Fortunately, my living room does a respectable job of replicating the cinema experience, save for the buttered popcorn and overpriced cola.
Anyway, 30 Days of Night. The title refers to the northernmost town in Alaska, which every year experiences 30 days of darkness. Things start to go wrong for the inhabitants who choose to stay for the duration when holidaying vampires turn up to take advantage of the darkness and drink their fill of human blood. Santa Ponsa isn’t for them, I guess.
30 Days of Night is yet another movie based on a comic graphic novel, directed by a music video director. As such, it shares many traits of it’s siblings. The directing is full of quick-changing camera angles as well as beautifully-framed shots, the supporting cast is largely 2 dimensional, and the dialogue can at times seem a little hammy.
And yet for all this, it is a surprisingly tense, claustrophic affair. This isn’t an over-the-top gorefest of the likes of 300 (though there’s plenty of the red sauce on show), but instead closer to Snyder’s Dawn of the Dead - in so far as the band of survivors’ biggest problem may not be the external threat, but rather the interpersonal problems of the group. However, this side of the film is left underdeveloped, and the film sadly slips down a gear into a more predicatable, mundane affair.

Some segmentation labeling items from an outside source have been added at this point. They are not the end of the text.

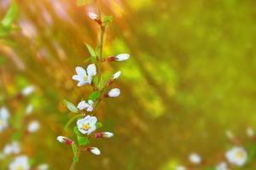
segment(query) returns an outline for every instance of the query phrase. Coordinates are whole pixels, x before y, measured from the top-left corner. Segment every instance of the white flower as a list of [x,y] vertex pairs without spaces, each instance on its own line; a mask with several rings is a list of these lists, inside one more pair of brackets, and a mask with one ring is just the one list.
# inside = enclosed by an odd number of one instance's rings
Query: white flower
[[26,108],[26,115],[30,115],[33,111],[34,106],[32,105],[28,105]]
[[89,150],[92,154],[94,154],[96,156],[101,155],[101,150],[96,147],[90,147]]
[[113,76],[112,76],[112,80],[115,80],[115,79],[118,79],[119,77],[119,76],[121,75],[121,71],[117,71],[116,73],[114,73]]
[[201,156],[196,153],[192,153],[189,156],[189,161],[195,164],[200,164],[201,162]]
[[186,167],[183,166],[177,166],[176,167],[175,170],[186,170]]
[[3,148],[3,154],[8,156],[10,154],[19,154],[20,152],[20,144],[18,142],[12,142],[6,144]]
[[78,86],[79,87],[87,83],[90,84],[93,76],[96,75],[96,69],[95,64],[89,65],[86,70],[87,72],[84,68],[80,66],[77,66],[76,67],[77,75],[74,75],[72,77],[73,80],[79,82]]
[[218,163],[216,167],[216,170],[229,170],[227,163],[224,162]]
[[23,88],[21,94],[25,96],[27,96],[29,94],[32,94],[35,90],[35,88],[33,86],[27,86],[25,88]]
[[30,133],[37,132],[40,128],[40,124],[38,121],[33,121],[30,122],[27,126],[27,131]]
[[86,109],[87,111],[92,111],[93,110],[93,101],[89,99],[88,103],[86,103],[84,100],[80,101],[80,103],[79,103],[77,108],[79,110],[84,110]]
[[246,163],[247,154],[242,147],[233,147],[226,152],[227,160],[237,166],[243,166]]
[[96,20],[99,18],[98,15],[96,14],[94,14],[94,13],[88,13],[88,15],[93,20]]
[[38,170],[48,170],[49,169],[49,165],[46,163],[41,164],[38,167]]
[[247,134],[250,138],[253,137],[254,136],[254,130],[252,128],[248,127],[247,128]]
[[9,117],[9,110],[3,107],[0,109],[0,132],[3,132],[9,125],[8,120]]
[[120,94],[120,90],[119,88],[112,88],[108,92],[108,97],[115,98],[118,97]]
[[29,170],[30,165],[26,156],[20,156],[15,158],[9,166],[9,170]]
[[90,134],[96,129],[96,122],[97,118],[96,116],[90,116],[88,115],[84,119],[78,120],[78,128],[83,134]]
[[124,61],[127,60],[130,58],[130,55],[128,54],[121,54],[115,56],[116,61]]

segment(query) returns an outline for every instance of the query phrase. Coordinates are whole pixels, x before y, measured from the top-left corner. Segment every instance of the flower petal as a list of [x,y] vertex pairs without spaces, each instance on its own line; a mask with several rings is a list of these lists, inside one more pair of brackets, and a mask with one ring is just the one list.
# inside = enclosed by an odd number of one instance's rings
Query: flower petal
[[81,66],[76,67],[76,72],[79,76],[81,76],[82,77],[87,76],[86,71]]

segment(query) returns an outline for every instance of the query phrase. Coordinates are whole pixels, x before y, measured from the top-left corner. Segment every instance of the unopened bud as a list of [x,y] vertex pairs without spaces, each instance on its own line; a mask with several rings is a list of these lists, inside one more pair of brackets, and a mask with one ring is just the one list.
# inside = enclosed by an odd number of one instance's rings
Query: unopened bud
[[120,94],[120,90],[119,88],[112,88],[108,94],[108,97],[110,98],[118,97],[119,94]]
[[113,133],[109,133],[109,132],[102,132],[102,133],[96,133],[95,134],[96,138],[111,138],[113,136]]
[[88,147],[87,150],[90,151],[90,153],[92,153],[96,156],[101,155],[101,150],[96,147]]
[[102,20],[99,16],[95,13],[88,13],[89,18],[97,22],[99,25],[102,25]]

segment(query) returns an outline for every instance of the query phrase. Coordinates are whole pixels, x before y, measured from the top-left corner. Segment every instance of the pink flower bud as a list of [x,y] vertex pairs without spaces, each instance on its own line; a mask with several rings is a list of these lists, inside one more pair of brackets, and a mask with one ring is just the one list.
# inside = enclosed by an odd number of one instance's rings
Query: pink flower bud
[[88,147],[87,150],[90,151],[90,153],[92,153],[96,156],[101,155],[101,150],[96,147]]
[[118,97],[119,94],[120,94],[120,90],[119,88],[112,88],[108,94],[108,97],[110,98]]
[[119,71],[116,73],[114,73],[111,79],[107,82],[107,86],[110,86],[116,79],[118,79],[121,75],[121,71]]
[[95,134],[96,138],[111,138],[113,136],[113,133],[109,133],[109,132],[102,132],[102,133],[96,133]]

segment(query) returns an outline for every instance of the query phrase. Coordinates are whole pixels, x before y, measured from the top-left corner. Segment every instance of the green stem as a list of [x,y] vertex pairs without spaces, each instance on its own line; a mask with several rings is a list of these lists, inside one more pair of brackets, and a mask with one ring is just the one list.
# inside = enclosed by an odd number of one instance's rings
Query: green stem
[[[81,148],[79,147],[79,151],[78,151],[78,156],[77,156],[78,158],[79,158],[79,160],[80,152],[81,152]],[[76,169],[76,167],[77,167],[77,165],[78,165],[78,162],[74,162],[74,161],[73,161],[73,162],[72,162],[72,164],[71,164],[71,166],[70,166],[70,167],[69,167],[69,170],[75,170],[75,169]]]

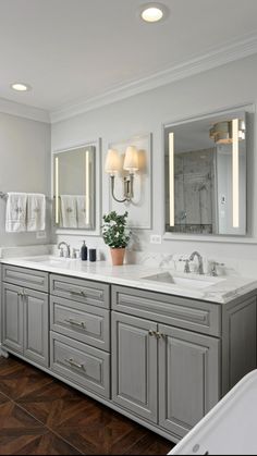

That leaves the film somewhere in No Man’s Land. Infinitely more stylish, tense and gripping than most of the dross masquerading as horror these days, but not quite enough to leave a lasting impression or be considered a true classic of the genre.
Special praise must be awarded to Josh Hartnett, who seems to be metamorphising from Hollywood cutie into a more serious actor, a la Leo Di Caprio some years ago. His performance here is a great addition to the film.
Haven’t seen the film yet, but I think that director David Slade was considerably accomplished, as he previously directed the very tense Hard Candy.